Since 2019, Avoca has had two schools, Avoca West Elementary and Maire Murphy School. While debate during the 2023–2024 school year arose about the termination of Avoca West Elementary and the formation of a new pre-k through 8th grade building where Maire Murphy School sits, the plan was scrapped for a referendum that moved Avoca West to the vacant piece of land where Avoca Center once stood. The referendum, which was cited to cost close to $90 million failed to pass by a margin of 1,061 votes out of 2,105 cast. Residents cited an increase in taxes and a disapproval with the sale of the negative impact to property values near Avoca West.

== Recognition ==
Avoca School District 37 has been known throughout its history of having core strengths in the areas of musical and scientific education. Notably, District 37 offers string programs to students starting in first grade. The music program in District 37 has received the Best Communities for Music Education (BCME) award in 2019, 2022, and 2023.

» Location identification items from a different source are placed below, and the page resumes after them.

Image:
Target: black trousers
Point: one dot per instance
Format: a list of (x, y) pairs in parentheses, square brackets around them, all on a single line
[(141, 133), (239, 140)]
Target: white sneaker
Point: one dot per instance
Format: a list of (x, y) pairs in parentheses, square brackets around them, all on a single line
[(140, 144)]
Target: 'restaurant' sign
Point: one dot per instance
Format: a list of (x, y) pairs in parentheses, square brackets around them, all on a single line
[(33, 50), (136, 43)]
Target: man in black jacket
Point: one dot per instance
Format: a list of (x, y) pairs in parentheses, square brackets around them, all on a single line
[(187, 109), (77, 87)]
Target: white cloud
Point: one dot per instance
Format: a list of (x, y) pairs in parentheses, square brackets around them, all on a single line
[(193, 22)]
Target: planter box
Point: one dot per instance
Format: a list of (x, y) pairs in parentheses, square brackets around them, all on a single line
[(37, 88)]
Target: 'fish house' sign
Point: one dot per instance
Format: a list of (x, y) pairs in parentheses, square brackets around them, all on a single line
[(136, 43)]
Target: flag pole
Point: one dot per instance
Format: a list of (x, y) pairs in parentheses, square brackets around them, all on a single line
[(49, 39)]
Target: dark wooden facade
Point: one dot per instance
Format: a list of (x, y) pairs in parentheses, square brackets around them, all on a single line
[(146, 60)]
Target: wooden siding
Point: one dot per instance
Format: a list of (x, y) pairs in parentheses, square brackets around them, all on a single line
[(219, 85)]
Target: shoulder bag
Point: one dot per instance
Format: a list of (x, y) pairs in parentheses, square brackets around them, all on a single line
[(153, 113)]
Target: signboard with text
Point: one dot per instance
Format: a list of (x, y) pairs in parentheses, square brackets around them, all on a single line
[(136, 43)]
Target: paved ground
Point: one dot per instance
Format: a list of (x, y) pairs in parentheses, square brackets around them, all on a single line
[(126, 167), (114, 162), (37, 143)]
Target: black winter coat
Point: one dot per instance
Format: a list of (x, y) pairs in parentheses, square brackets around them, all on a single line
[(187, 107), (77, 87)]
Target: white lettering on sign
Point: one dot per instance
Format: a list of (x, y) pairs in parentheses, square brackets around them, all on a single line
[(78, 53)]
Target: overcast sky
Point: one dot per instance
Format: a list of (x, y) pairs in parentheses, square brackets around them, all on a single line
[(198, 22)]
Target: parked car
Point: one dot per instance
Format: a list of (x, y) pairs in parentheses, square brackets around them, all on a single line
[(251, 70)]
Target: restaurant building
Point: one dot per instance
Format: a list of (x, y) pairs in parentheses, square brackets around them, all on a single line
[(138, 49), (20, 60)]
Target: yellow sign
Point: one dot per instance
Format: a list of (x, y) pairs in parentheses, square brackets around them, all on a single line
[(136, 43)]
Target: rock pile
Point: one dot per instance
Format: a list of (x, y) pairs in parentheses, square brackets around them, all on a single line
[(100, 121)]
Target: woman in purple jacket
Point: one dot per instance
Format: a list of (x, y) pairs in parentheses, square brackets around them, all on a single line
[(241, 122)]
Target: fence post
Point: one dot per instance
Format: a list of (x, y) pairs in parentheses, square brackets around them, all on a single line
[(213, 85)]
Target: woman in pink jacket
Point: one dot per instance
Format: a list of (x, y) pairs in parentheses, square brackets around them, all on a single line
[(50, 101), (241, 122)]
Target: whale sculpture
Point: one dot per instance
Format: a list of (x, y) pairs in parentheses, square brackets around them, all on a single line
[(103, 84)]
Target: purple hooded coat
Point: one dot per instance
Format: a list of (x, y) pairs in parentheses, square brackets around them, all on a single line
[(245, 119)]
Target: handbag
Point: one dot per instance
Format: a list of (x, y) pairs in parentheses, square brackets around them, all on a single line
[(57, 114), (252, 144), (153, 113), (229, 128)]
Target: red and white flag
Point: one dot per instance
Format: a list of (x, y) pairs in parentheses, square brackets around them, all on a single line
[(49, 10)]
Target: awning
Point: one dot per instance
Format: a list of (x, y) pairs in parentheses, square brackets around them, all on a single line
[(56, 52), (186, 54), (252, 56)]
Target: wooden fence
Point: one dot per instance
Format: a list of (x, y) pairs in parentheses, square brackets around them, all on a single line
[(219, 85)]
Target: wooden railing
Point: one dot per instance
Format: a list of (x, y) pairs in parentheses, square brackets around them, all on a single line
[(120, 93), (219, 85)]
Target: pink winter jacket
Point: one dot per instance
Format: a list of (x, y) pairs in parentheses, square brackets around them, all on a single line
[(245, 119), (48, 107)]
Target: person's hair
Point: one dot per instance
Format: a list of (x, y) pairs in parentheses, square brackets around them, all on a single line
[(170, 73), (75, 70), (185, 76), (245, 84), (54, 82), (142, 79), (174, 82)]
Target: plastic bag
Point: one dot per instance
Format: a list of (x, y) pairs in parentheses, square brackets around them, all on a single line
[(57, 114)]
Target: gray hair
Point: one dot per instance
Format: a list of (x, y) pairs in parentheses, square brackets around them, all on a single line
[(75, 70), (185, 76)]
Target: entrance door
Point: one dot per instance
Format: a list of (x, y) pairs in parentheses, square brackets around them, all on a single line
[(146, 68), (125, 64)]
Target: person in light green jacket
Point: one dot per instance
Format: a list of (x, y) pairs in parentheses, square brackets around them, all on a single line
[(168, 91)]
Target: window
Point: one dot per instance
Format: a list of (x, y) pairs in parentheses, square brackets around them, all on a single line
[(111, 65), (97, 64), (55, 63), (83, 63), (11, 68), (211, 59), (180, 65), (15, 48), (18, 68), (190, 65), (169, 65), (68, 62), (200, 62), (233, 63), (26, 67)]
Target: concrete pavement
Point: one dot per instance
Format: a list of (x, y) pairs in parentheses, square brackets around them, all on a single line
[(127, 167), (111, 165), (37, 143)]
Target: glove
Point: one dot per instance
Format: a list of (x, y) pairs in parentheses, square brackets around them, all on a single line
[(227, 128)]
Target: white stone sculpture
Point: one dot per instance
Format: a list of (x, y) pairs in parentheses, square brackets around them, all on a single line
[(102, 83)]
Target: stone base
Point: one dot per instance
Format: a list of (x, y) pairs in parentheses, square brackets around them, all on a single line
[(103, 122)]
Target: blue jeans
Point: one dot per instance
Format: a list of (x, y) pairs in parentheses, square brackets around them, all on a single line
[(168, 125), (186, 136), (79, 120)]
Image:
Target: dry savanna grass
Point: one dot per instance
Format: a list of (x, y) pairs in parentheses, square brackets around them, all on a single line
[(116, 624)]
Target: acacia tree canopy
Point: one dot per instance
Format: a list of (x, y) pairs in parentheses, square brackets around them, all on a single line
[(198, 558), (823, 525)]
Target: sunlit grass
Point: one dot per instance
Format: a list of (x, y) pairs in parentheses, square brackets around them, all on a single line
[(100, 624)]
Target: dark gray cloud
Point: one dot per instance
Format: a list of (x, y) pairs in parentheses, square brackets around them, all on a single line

Maire Murphy School is known for its nationally renowned Science Olympiad team. The team consistently places at the Illinois State-wide Competition every year, and they often place within the top 10 teams at Nationals. In 2012, Maire Murphy took second place in nationals, its highest placement in the programs history. The accomplishment earned the school recognition from former Senator Mark Kirk.

(Maire Murphy orchestra students playing for staff and students walking into the building)

==Services==
As per the Wilmette Community Special Education Agreement (WCSEA), Avoca sends students with severe disabilities to Wilmette School District 39. The Avoca district used the Northern Suburban Special Education District (now known as TrueNorth Educational Cooperative 804) until 2008, when it switched to the Wilmette district to save money.